Taurekareka "Tau" Hēnare (1878 – 12 January 1940) was a Māori member of the New Zealand Parliament from 1914 to 1938, sitting for the Reform Party for most of that time, until it merged with the United Party to form the National Party in 1936.

==Background and early life==
Hēnare was born at Pipiwai, where his father farmed, in the Bay of Islands, in 1878 (probably) or 1877. His father, Hēnare Wynyard, was said to be the son of Robert Wynyard, acting governor of New Zealand. His mother was Pane Peeni. Hēnare was initially given the name Taurekareka Wynyard, but later adopted his father's first name as his own surname - this was likely because Robert Wynyard had been active in fighting against Māori, and his grandson, raised as Māori, did not wish to bear his name. Hēnare was also closely related to a number of prominent figures of Māori history, including Hōne Heke. He was a member of the Ngāpuhi iwi, and his strongest affinity was with the Ngāti Hine hapū.

Hēnare had no formal education in the Western sense, but was taught Māori lore and traditions. He was raised for a time by Wi Pere (later to serve in Parliament) on the East Coast, but later returned north, possibly to avoid an arranged marriage.
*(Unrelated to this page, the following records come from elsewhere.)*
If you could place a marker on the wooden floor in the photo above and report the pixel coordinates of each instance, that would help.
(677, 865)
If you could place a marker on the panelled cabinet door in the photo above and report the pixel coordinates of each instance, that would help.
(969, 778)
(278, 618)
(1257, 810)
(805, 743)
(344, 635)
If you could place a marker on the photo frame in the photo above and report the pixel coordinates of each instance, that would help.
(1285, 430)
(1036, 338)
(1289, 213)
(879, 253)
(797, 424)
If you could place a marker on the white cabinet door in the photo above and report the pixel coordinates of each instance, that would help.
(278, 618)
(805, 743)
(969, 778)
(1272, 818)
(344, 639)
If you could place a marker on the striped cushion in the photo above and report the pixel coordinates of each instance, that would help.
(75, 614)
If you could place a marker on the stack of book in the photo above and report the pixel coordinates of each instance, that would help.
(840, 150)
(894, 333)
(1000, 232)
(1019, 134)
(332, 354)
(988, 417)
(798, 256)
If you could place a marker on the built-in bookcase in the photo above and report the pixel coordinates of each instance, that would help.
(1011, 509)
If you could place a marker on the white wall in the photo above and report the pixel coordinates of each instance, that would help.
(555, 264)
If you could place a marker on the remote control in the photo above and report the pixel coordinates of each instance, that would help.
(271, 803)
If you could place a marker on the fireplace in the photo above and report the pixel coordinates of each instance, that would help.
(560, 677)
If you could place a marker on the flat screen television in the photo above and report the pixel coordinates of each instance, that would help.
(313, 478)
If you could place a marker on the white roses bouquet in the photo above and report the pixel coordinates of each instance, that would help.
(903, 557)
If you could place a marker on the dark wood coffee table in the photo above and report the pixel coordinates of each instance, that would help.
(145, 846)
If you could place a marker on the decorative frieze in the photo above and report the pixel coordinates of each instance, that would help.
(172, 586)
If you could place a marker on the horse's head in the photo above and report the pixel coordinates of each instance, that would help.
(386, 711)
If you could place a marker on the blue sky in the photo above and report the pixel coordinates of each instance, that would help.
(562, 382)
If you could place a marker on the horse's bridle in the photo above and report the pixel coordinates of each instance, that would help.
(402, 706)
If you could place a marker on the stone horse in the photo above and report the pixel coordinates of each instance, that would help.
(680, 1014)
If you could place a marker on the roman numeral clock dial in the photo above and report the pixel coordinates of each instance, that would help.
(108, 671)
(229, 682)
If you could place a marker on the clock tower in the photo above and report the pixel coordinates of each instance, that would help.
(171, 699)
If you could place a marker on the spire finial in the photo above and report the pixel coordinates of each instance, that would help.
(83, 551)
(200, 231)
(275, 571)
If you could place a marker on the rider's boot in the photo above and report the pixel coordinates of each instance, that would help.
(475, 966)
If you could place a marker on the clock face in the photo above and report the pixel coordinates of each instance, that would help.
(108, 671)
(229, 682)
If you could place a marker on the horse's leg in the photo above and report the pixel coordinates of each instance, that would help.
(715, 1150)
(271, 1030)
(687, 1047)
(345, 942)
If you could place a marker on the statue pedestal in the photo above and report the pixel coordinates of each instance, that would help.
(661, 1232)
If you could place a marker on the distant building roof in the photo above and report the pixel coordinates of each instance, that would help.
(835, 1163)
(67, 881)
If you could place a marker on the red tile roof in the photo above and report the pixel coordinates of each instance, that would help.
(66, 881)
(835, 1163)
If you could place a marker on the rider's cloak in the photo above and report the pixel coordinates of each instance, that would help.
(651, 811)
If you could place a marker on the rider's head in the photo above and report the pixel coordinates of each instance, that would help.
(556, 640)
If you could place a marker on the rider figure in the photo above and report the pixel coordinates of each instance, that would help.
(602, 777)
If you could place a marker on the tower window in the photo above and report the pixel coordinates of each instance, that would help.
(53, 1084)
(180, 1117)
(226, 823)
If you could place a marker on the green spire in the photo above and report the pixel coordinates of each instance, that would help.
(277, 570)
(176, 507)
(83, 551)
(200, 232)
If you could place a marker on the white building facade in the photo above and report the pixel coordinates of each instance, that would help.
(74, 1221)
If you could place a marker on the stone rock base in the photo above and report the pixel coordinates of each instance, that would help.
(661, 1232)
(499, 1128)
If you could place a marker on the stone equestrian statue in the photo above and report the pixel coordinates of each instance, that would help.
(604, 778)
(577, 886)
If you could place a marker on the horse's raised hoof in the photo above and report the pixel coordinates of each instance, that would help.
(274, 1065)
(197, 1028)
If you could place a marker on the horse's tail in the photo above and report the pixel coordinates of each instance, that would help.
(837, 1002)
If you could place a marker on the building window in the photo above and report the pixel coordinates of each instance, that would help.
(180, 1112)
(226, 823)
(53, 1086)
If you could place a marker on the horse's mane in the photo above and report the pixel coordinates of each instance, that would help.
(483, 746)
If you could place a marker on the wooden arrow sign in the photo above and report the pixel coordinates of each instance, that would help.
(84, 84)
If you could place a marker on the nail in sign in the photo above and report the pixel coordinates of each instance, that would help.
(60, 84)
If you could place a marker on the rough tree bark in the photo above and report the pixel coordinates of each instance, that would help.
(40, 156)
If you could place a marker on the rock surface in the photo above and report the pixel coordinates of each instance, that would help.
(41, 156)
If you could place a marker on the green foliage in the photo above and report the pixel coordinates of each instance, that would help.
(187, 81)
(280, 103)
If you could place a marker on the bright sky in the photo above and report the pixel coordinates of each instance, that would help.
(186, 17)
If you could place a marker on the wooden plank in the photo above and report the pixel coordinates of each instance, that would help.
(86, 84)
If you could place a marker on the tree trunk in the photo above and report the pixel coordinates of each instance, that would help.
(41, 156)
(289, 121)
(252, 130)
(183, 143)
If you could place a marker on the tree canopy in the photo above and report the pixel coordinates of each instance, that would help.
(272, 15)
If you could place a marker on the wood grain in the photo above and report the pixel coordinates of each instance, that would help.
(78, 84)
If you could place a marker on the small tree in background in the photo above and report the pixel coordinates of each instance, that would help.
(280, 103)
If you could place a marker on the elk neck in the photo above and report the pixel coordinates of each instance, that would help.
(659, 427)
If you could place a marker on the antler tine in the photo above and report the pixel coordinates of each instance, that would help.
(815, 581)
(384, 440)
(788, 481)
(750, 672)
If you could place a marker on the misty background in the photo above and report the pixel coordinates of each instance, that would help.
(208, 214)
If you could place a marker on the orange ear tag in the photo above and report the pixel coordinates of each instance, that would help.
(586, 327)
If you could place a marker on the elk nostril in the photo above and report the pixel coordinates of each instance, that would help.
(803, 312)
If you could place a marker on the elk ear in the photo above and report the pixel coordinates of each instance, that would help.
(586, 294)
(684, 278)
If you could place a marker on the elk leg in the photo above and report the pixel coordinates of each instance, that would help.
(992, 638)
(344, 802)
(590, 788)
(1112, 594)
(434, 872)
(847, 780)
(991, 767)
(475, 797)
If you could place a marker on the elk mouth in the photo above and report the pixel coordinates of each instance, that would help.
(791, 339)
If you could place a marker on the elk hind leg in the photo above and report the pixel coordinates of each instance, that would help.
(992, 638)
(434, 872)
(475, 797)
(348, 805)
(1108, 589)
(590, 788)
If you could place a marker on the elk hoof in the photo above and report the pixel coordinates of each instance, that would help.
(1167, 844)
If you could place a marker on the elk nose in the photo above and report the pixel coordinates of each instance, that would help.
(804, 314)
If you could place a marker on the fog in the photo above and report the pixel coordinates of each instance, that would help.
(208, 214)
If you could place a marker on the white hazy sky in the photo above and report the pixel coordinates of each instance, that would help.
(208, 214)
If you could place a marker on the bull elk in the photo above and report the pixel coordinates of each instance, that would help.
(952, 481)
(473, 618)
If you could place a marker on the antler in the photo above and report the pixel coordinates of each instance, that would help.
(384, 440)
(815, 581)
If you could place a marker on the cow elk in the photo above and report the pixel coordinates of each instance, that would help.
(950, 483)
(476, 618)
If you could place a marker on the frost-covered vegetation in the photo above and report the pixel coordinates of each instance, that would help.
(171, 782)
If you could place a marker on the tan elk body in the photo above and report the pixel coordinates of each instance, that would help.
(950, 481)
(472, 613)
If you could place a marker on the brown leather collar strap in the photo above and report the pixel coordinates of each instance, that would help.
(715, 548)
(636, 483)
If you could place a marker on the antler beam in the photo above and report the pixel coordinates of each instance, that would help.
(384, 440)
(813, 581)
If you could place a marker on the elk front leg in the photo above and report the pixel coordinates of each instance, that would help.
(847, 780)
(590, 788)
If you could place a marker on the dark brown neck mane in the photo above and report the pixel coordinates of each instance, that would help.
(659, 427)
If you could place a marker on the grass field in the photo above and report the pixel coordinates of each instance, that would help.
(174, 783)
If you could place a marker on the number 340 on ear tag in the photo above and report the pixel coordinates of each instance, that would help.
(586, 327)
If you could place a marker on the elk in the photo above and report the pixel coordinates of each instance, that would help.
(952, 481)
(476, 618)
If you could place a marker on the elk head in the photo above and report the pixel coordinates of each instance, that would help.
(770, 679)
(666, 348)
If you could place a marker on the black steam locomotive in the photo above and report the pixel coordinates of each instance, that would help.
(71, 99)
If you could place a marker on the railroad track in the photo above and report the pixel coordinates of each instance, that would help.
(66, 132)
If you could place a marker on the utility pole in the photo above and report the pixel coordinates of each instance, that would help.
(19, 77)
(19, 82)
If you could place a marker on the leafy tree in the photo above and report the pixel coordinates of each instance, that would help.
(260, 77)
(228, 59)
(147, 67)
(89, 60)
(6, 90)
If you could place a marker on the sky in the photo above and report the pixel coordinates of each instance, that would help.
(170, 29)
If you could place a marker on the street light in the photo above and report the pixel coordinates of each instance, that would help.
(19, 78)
In 1903, Hēnare married Hera Paerata, whose mother Ritihia was Māori and father a member of the Subritzky family from Poland.

==Political life==

In the 1914 election, Hēnare stood for the conservative Reform Party in the Northern Maori electorate of the Parliament, and won. He did not often participate in parliamentary debates, but was heavily involved in policy related to Māori interests. He worked closely with Āpirana Ngata, a member of the Liberal Party, on a number of important issues, and took part in the consolidation of Māori lands in the North Auckland area.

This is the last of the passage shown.